Cristóbal R. Román Bustos. Ingeniero Técnico de Obras Públicas/Ingeniero Civil

En los últimos años se viene alzando una corriente humanista entre los ingenieros que participan en el diseño urbano. Creando espacios más comprometidos con el peatón como usuario prioritario, e incentivando el uso del transporte público y la bicicleta. Un viento que viene del centro y del norte de Europa, cuyas ciudades han ido devolviendo al ciudadano parte del terreno cedido a los vehículos.

Los transportes urbanos colectivos

Con el auge del automóvil en la segunda mitad del siglo pasado, el coche se convirtió en un instrumento liberalizador y sinónimo de una sociedad más próspera. Nuestro país se apresuró a implementar políticas de movilidad urbana centradas en el vehículo. Medidas que han traído ventajas pero también inconvenientes, ya que ha crecido notablemente la polución acústica y ambiental. Sin olvidar el número de personas muertas en nuestras calles como consecuencia de los atropellos.

Además, en la década de 1960 y 1970 del siglo XX, las ciudades españolas iniciaron el desmantelamiento de los tranvías por considerarlos anacrónicos, mientras muchos de nuestros vecinos europeos mantenían este tipo de transporte. Todavía circulan tranvías muy antiguos en nuestro siglo, incluso en ciudades de gran prosperidad económica.

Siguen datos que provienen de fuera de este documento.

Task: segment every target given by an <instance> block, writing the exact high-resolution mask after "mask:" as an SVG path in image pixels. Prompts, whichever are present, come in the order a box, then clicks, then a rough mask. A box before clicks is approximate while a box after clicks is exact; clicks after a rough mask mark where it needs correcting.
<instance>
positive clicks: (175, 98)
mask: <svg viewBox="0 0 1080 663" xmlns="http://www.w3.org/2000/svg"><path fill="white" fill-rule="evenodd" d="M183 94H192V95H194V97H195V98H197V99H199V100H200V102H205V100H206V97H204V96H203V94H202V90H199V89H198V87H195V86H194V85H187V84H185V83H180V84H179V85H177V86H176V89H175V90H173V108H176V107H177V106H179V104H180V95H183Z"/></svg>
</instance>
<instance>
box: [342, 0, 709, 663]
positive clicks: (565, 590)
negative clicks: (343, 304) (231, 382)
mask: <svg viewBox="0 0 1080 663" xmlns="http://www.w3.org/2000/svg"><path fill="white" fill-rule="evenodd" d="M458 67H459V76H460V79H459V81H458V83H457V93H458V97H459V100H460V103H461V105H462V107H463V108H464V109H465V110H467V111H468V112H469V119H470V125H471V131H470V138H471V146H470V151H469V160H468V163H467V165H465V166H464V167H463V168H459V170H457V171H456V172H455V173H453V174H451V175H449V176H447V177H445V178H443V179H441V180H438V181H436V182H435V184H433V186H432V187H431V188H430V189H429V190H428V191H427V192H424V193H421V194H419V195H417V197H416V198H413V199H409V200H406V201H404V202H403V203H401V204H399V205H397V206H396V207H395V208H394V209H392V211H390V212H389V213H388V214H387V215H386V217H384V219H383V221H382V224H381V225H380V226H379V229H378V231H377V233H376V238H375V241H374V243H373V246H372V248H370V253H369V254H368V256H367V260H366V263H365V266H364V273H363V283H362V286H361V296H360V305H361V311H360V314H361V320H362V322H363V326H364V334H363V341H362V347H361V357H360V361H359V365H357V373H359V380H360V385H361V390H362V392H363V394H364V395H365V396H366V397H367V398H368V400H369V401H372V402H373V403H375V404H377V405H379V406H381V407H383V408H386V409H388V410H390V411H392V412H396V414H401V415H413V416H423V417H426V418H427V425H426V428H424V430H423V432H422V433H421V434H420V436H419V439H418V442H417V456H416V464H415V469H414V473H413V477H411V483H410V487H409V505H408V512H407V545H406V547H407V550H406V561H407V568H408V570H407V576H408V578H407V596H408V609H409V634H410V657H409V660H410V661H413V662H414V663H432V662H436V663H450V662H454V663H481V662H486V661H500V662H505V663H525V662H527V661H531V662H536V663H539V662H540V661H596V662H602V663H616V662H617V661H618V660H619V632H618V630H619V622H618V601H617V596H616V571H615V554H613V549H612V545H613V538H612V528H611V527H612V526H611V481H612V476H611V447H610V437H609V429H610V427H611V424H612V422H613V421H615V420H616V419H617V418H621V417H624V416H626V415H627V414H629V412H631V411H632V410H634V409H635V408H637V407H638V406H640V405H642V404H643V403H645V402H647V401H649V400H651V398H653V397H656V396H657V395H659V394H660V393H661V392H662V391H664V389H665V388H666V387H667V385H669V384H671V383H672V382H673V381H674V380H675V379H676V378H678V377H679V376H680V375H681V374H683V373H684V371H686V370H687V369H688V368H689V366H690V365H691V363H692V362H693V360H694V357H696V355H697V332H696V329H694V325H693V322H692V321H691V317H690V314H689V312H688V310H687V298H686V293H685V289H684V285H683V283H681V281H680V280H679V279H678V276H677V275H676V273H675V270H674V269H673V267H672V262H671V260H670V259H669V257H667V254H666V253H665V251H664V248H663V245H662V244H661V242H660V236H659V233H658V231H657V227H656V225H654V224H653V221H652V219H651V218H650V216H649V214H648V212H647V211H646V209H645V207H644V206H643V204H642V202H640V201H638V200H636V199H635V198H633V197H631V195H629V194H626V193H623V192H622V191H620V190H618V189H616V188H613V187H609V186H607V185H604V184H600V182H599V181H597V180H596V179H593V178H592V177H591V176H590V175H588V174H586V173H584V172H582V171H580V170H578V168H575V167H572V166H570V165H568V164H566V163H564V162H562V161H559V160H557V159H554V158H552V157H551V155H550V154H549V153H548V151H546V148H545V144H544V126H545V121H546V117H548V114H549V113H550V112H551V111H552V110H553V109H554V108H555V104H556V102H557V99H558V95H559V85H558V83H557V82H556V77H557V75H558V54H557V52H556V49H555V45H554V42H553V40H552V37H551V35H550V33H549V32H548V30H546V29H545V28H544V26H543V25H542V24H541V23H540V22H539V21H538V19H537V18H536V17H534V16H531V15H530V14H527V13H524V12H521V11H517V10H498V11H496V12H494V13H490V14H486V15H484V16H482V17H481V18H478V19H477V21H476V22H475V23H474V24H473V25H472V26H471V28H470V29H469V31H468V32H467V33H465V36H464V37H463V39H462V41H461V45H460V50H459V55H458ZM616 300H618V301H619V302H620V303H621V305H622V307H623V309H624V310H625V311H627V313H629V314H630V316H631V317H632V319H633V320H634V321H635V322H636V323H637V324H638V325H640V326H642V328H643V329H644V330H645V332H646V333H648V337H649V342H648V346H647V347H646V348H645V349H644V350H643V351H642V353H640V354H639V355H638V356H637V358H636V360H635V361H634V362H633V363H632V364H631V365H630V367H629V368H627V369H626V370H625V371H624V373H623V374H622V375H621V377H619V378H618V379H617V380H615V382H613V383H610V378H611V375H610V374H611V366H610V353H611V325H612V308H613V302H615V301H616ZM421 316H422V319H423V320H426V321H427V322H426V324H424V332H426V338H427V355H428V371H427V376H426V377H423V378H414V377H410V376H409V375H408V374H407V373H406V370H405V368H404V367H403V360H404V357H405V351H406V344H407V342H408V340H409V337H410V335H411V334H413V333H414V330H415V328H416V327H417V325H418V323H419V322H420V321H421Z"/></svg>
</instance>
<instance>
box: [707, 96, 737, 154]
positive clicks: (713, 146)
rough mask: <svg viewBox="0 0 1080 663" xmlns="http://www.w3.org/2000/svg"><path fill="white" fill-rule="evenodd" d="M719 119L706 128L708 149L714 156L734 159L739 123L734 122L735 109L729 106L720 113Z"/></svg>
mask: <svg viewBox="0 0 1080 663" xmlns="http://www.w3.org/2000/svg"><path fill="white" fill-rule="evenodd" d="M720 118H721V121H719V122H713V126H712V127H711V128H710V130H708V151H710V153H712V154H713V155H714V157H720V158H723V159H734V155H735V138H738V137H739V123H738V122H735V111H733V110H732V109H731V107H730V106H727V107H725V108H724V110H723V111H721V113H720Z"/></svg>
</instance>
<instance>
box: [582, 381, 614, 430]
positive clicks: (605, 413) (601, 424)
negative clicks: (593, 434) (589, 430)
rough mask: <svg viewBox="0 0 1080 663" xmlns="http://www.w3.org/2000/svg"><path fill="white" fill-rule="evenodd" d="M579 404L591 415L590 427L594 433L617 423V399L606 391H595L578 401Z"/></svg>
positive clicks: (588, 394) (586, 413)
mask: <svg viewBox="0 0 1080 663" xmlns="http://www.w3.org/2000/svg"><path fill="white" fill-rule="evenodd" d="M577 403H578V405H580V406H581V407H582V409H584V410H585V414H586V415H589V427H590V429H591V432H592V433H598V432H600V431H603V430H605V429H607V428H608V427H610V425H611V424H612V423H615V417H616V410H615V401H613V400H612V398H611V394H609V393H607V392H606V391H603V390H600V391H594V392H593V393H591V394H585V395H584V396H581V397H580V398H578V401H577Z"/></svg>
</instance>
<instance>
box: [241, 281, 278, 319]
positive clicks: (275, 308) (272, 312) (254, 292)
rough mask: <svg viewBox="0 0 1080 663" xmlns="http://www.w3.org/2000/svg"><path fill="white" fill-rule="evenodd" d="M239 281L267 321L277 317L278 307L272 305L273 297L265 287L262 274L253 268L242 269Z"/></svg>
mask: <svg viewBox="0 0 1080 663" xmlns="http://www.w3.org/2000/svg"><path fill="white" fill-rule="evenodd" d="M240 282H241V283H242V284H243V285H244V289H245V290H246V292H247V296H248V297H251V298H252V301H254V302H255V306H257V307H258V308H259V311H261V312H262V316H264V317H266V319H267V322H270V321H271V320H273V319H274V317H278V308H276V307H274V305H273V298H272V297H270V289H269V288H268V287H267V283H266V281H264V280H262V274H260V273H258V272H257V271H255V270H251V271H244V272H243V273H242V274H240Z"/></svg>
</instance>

El tiempo ha demostrado que el tranvía es uno de los transportes más funcionales, cómodos y accesibles para el ciudadano. Un modo de locomoción saludable ambiental y socialmente, romántico en muchos casos, que debemos cuidar con tesón. Subir al tranvía, al metro o al autobús debería formar parte de nuestra vida diaria, sin prejuicios ni recelos absurdos.

En este sentido, se está constatando el renacimiento del tranvía en España. Una noticia que sin duda mejorará la vida urbana siempre que consiga atraer usuarios del vehículo privado.